From e3cfa18a746d4da445e34b2476986a7ab6e5ead7 Mon Sep 17 00:00:00 2001
From: Anne-Marie <102995847+am-stead@users.noreply.github.com>
Date: Thu, 13 Feb 2025 16:20:12 +0000
Subject: [PATCH] Add Dependabot ecosystem support for bun - [GA] #16918
 (#54219)

---
 .../dependabot-options-reference.md                   |  3 +++
 ...figuration-of-private-registries-for-dependabot.md | 10 ++++++++++
 data/features/dependabot-bun-support.yml              |  6 ++++++
 .../dependabot/supported-package-managers.md          | 11 +++++++++++
 4 files changed, 30 insertions(+)
 create mode 100644 data/features/dependabot-bun-support.yml

diff --git a/content/code-security/dependabot/working-with-dependabot/dependabot-options-reference.md b/content/code-security/dependabot/working-with-dependabot/dependabot-options-reference.md
index 0f05c2f0ed..bf9b1497fa 100644
--- a/content/code-security/dependabot/working-with-dependabot/dependabot-options-reference.md
+++ b/content/code-security/dependabot/working-with-dependabot/dependabot-options-reference.md
@@ -372,6 +372,9 @@ When `open-pull-requests-limit` is defined:
 
 Package manager | YAML value      | Supported versions |
 ---------------|------------------|:------------------:|
+| {% ifversion dependabot-bun-support %} |
+| Bun | `bun`         | >=v1.1.39              |
+| {% endif %} |
 | Bundler | `bundler` | {% ifversion ghes < 3.15 %}v1, {% endif %}v2 |
 | Cargo       | `cargo`          | v1               |
 | Composer       | `composer`       | {% ifversion dependabot-updates-composerv1-closing-down %}v2{% else %}v1, v2{% endif %}         |
diff --git a/content/code-security/dependabot/working-with-dependabot/guidance-for-the-configuration-of-private-registries-for-dependabot.md b/content/code-security/dependabot/working-with-dependabot/guidance-for-the-configuration-of-private-registries-for-dependabot.md
index 1a32f7edd2..15ddd0c932 100644
--- a/content/code-security/dependabot/working-with-dependabot/guidance-for-the-configuration-of-private-registries-for-dependabot.md
+++ b/content/code-security/dependabot/working-with-dependabot/guidance-for-the-configuration-of-private-registries-for-dependabot.md
@@ -28,6 +28,8 @@ This article contains recommendations and advice to help you configure {% data v
 
 You'll find detailed guidance for the setup of the following package managers:
 
+{% ifversion dependabot-bun-support %}
+* [Bun](#bun){% endif %}
 * [Bundler](#bundler){% ifversion dependabot-updates-cargo-private-registry-support %}
 * [Cargo](#cargo){% endif %}
 * [Docker](#docker)
@@ -52,6 +54,14 @@ You'll also find recommendations for the setup of the following registry hosts:
 
 ## Configuring package managers
 
+{% ifversion dependabot-bun-support %}
+
+### Bun
+
+Bun adheres to the same configuration guidelines as npm.
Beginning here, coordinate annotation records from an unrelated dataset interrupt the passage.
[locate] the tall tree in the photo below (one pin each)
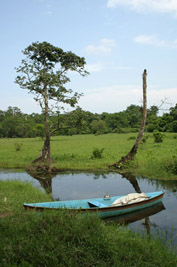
(133, 151)
(44, 72)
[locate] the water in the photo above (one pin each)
(69, 186)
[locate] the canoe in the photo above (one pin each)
(104, 207)
(137, 215)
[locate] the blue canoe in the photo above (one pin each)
(104, 207)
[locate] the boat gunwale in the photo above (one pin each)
(100, 209)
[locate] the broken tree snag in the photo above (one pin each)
(133, 151)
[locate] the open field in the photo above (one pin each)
(155, 160)
(62, 239)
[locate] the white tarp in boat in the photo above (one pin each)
(129, 199)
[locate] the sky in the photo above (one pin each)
(118, 38)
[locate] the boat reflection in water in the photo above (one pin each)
(136, 215)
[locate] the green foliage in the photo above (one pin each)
(18, 146)
(158, 137)
(131, 137)
(13, 123)
(171, 166)
(97, 153)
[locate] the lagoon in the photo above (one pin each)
(73, 185)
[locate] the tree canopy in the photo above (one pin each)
(44, 72)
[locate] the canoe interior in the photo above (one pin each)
(84, 204)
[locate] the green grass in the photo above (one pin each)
(62, 239)
(75, 153)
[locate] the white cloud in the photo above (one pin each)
(118, 98)
(153, 40)
(105, 47)
(97, 67)
(146, 5)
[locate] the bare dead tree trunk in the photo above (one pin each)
(133, 151)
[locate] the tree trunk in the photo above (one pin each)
(133, 151)
(45, 152)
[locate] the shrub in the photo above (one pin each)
(158, 137)
(131, 138)
(97, 153)
(18, 146)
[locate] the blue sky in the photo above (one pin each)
(118, 38)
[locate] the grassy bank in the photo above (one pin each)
(59, 239)
(156, 160)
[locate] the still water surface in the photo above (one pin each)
(69, 186)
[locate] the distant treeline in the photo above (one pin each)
(14, 123)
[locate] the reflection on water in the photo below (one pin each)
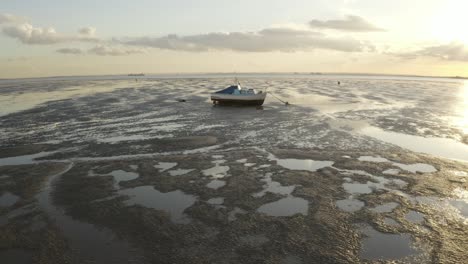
(414, 217)
(273, 187)
(462, 109)
(8, 199)
(385, 208)
(285, 207)
(350, 205)
(25, 159)
(442, 147)
(216, 184)
(376, 245)
(301, 164)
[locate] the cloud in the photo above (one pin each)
(28, 34)
(106, 50)
(75, 51)
(266, 40)
(350, 23)
(87, 31)
(9, 18)
(454, 51)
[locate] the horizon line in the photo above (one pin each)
(237, 73)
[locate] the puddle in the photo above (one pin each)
(358, 188)
(216, 201)
(417, 167)
(380, 246)
(442, 147)
(273, 187)
(25, 159)
(232, 216)
(17, 256)
(216, 171)
(460, 173)
(8, 199)
(414, 168)
(120, 175)
(216, 184)
(372, 159)
(174, 202)
(163, 166)
(461, 206)
(253, 240)
(390, 222)
(446, 207)
(301, 164)
(414, 217)
(180, 172)
(385, 208)
(3, 220)
(83, 237)
(380, 183)
(391, 171)
(285, 207)
(350, 205)
(118, 139)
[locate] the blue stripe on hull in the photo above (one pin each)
(238, 102)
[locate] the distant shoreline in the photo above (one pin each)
(227, 74)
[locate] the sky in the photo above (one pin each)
(63, 38)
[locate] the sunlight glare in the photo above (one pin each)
(449, 22)
(462, 120)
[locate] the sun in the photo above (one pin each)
(462, 108)
(448, 22)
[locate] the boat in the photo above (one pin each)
(237, 95)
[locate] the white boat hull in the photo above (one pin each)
(250, 99)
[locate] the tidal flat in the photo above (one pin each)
(115, 170)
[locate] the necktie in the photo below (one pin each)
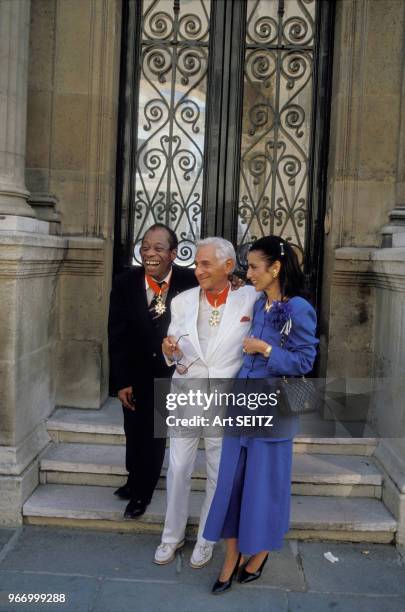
(155, 300)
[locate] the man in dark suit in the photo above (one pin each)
(138, 321)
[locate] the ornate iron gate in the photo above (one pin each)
(224, 122)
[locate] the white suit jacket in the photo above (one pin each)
(225, 354)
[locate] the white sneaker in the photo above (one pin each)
(166, 552)
(202, 554)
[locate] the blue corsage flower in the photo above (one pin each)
(280, 316)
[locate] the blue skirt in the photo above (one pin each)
(253, 494)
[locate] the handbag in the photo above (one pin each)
(297, 394)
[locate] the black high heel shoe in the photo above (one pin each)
(221, 587)
(245, 576)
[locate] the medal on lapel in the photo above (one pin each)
(160, 307)
(157, 304)
(214, 318)
(216, 301)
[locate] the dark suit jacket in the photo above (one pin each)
(134, 339)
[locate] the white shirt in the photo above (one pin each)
(206, 332)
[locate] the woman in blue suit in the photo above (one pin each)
(251, 506)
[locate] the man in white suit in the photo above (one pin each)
(212, 322)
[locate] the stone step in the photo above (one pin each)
(351, 519)
(104, 426)
(313, 474)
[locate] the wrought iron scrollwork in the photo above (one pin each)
(276, 139)
(171, 120)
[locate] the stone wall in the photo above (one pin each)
(362, 172)
(71, 154)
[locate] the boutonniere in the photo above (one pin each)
(280, 314)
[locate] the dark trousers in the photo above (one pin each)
(144, 453)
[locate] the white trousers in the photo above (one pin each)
(183, 453)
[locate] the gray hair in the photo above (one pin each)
(223, 248)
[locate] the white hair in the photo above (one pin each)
(223, 248)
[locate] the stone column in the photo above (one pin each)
(14, 38)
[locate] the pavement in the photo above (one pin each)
(113, 572)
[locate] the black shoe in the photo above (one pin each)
(135, 508)
(220, 587)
(123, 492)
(246, 576)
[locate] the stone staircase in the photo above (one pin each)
(336, 486)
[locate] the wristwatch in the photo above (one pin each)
(267, 351)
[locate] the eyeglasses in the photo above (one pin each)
(181, 368)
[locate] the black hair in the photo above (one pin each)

Note that the `.npmrc` file is not required, but can be provided in order to customize the configuration. For detailed steps, see [npm](#npm).
+
+{% endif %}
+
 ### Bundler
 
 Supported by Artifactory, Artifacts, Cloudsmith, {% data variables.product.prodname_registry %} registry, Nexus, and ProGet.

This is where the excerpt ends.